The 24-year-old swimmer, who is a CNN commentator, was one of more than a dozen people who were arrested in the June 14th incident, which began with a brawl on the U.S. Capitol grounds, was largely outside the Senate’s caucus room, and ended with eight people being taken into custody.

Keller, who also served as an Olympic beach volleyball coach for the American program from 2008 to 2012, was one of the first of those arrested to offer a statement to law enforcement. In the letter — which was not clear where he was born or what country he came from — Keller described the fight as having been an emotional response to the event earlier that day.

He went on to note that police had “lifted” his Nike jersey in an attempt to make him “look” like he had been the instigator and “pranked” him, all of which also prompted him to lash out in the scuffle.

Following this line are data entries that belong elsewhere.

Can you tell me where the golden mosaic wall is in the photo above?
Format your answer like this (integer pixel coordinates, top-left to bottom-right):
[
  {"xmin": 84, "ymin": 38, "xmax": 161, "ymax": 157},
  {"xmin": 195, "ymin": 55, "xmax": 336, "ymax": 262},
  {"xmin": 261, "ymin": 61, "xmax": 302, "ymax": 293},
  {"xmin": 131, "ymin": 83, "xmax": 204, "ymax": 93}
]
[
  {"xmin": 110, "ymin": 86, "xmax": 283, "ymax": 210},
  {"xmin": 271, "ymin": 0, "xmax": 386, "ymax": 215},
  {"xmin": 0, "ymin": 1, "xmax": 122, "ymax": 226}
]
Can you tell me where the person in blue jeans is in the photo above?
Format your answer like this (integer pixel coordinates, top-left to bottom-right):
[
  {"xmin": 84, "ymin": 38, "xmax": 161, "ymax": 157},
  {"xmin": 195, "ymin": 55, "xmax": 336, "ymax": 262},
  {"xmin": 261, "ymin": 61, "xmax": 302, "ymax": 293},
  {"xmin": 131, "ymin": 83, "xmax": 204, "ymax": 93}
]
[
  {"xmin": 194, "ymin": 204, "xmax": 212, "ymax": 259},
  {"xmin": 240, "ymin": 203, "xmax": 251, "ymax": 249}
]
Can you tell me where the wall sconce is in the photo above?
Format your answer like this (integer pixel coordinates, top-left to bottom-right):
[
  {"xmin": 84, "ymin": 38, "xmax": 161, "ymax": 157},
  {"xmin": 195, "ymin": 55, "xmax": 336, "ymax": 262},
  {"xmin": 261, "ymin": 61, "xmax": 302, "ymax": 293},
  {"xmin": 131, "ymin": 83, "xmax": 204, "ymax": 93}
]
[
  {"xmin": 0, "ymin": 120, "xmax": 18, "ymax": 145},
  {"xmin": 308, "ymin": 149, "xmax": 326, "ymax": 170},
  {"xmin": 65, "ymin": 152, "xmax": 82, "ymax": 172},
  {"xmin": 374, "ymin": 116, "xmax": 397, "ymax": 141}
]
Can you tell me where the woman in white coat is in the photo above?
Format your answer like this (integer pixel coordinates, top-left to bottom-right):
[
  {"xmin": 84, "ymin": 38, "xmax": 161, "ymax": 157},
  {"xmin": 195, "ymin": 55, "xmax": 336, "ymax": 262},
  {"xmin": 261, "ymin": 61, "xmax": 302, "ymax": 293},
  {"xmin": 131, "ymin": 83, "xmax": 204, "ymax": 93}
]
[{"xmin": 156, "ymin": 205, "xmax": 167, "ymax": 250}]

“Having not been charged with anything beyond committing disorderly conduct at the Capitol, I was caught up in the Capitol Police’s attempt to maintain control of the crowd that day,” he wrote in his statement. “It seemed they had no idea what to do. They clearly had a crowd down to their size and didn’t know how to control it.”

When the police came to arrest him, Keller explained, he immediately started running. “I had no intention of being arrested. None,” he wrote in his statement. “It didn’t occur to me that I was committing a crime. … It didn’t even occur to me that I might be hurt.”

During the hearing, Keller asked to change his guilty plea to no contest and said that he wanted to apologize for what he called a lapse in judgment.

Keller is scheduled to be sentenced in October, but is free on $1,000 bond pending his court appearance. Under terms of his plea agreement, he must have no contact with the Capitol police department or Capitol building and may not board a public transportation without either the attendance of a parent or guardian or writing an agreement that he will not be aggressive. Keller also must participate in a five-day leadership course on anger management.